Тикки ещё долго не успокаивалась, и только с наступлением первого после выписки утра она замолчала, понимая, что свою избранную убедить не в силах. Она пробовала всё: шантажи, уговоры, мольбы, но на все доводы у той находился ответ. Маринетт стояла на своём твёрдо и беспрекословно, и после больницы сразу же отправилась в частную клинику, чтобы попросить своего лечащего врача помочь поскорее оформить бумаги для перевода в зарубежную клинику, и параллельно с этим заказала билет в Китай. Только держа его и документы в руках, девушка позволила себе выдохнуть — одной задачей меньше.
Маринетт терялась. Не понимала, где заканчивается сон и начинается реальность, её жизнь словно превратилась в сюжет очередной дурацкой истории с плохим концом, которые сочиняли про супергероев фанаты. Её действия были механичны и пусты, мозг работал на автопилоте, чётко выполняя поставленные задачи, а чувства… Чувств не было вовсе. Ни горечи, ни сожаления, ни радости, ни страха — так прошли пять дней после больницы.
Она поговорила с родителями и Альей, рассказав заранее выдуманную историю о дизайнерской практике за границей, собрала в чемодан вещи и купила несколько толстых блокнотов, один из которых сразу принялась заполнять воспоминаниями о своей жизни — на всякий случай, и к ним добавила свой старый дневник с историей Ледибаг. Она любила порой его перечитывать: первая встреча с напарником, первый акуманизированный, первая победа… Со словами, написанными на потрёпанных листах, в голове всплывали образы прошлого, по которому она так тосковала.
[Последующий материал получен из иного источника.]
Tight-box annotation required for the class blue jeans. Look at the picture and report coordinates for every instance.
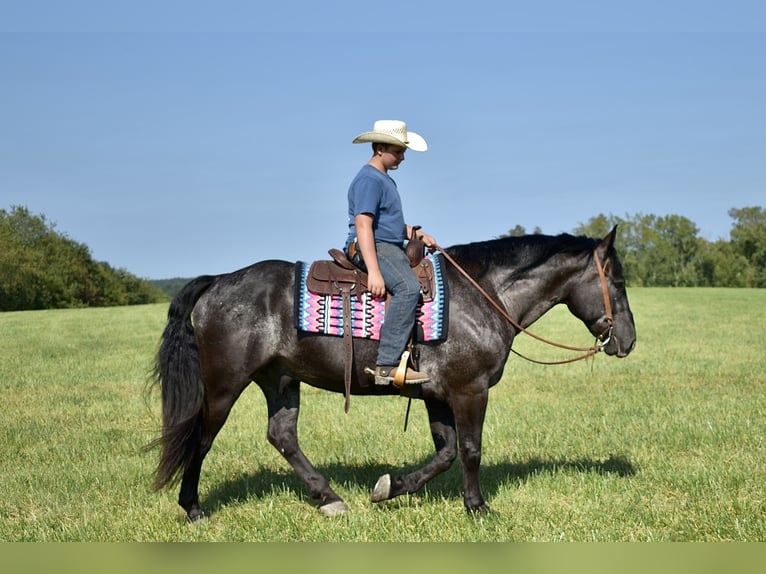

В этот же дневник она записала свою последнюю историю о болезни, о принятом решении, о растерянности и глубоком личном горе, которым она не могла ни с кем поделиться, после чего закрыла на замочек и затолкала к вещам в чемодан. У неё оставалось целых два дня для подготовки к перелёту, и всего лишь два дня, чтобы попрощаться со всем и всеми, что было дорого сердцу.
— Маринетт, но что с твоими мамой и папой? Ты ведь хотя бы им расскажешь, что с тобой происходит? — цепляясь за последнюю надежду, спрашивала Тикки, до последнего надеясь, что сможет переубедить хозяйку.
— Мм… — девушка опустила взгляд, задумавшись. — Не думаю, что это хорошая идея, Тикки, тем более, я уже сказала, что еду на практику.
— Но Маринетт…
— Мама будет слишком сильно переживать, папа не сможет нормально работать — я ведь знаю их, к тому же… Я не хочу, чтобы они видели, что со мной будет происходить.
— И как же ты объяснишь им всё происходящее? Ведь если твоя память снова пропадёт, а они позвонят в это время…
— Есть пара идей. Думаю, у меня даже получится некоторое время скрывать свою смерть…
— Маринетт!
— …если это случится, — Дюпен-Чен устало вздохнула. — Тикки, мы обе понимаем, чем всё может закончиться. Я не хочу, чтобы Кот, Алья и тем более родители видели это своими глазами. Я чувствую, что так должно быть. Единственное, о чём я жалею и боюсь — оставить тебя здесь. Я уж и не помню, каково это — жить без моей маленькой, мудрой квами… но Парижу нужны твои силы.
Тикки хотела в очередной раз возразить, но не смогла. Слёзы подступили к её маленьким глазкам, и чтобы не расстраивать Маринетт ещё больше, квами зажмурилась, а затем подлетела и вжалась в шею героини. Мари обхватила её ладошками, желая запомнить каждую секунду, проведённую с этим пятнистым существом.
Дальнейшая жизнь без Тикки представлялась чем-то смутным, мрачным и невозможным, откровенно говоря. Ни милых комментариев к её новому сшитому платью, ни звонкого смеха в ответ на падение с кровати, ни хруста печенья, крошки которого Маринетт постоянно находила в самых разных местах, ни взволнованного взгляда на покрасневшие от слёз нос и глаза, ни слов поддержки, ничего.
Ни-че-го
— Кстати, Тикки, давай немного о хорошем. Я очень хочу встретиться с ребятами из коллежа, ну, нашей компанией. Альей, Нино… Адрианом тоже. Мы же часто раньше гуляли вместе, так что, думаю, я должна и их увидеть перед вылетом, что скажешь? Не как Ледибаг, а как Маринетт.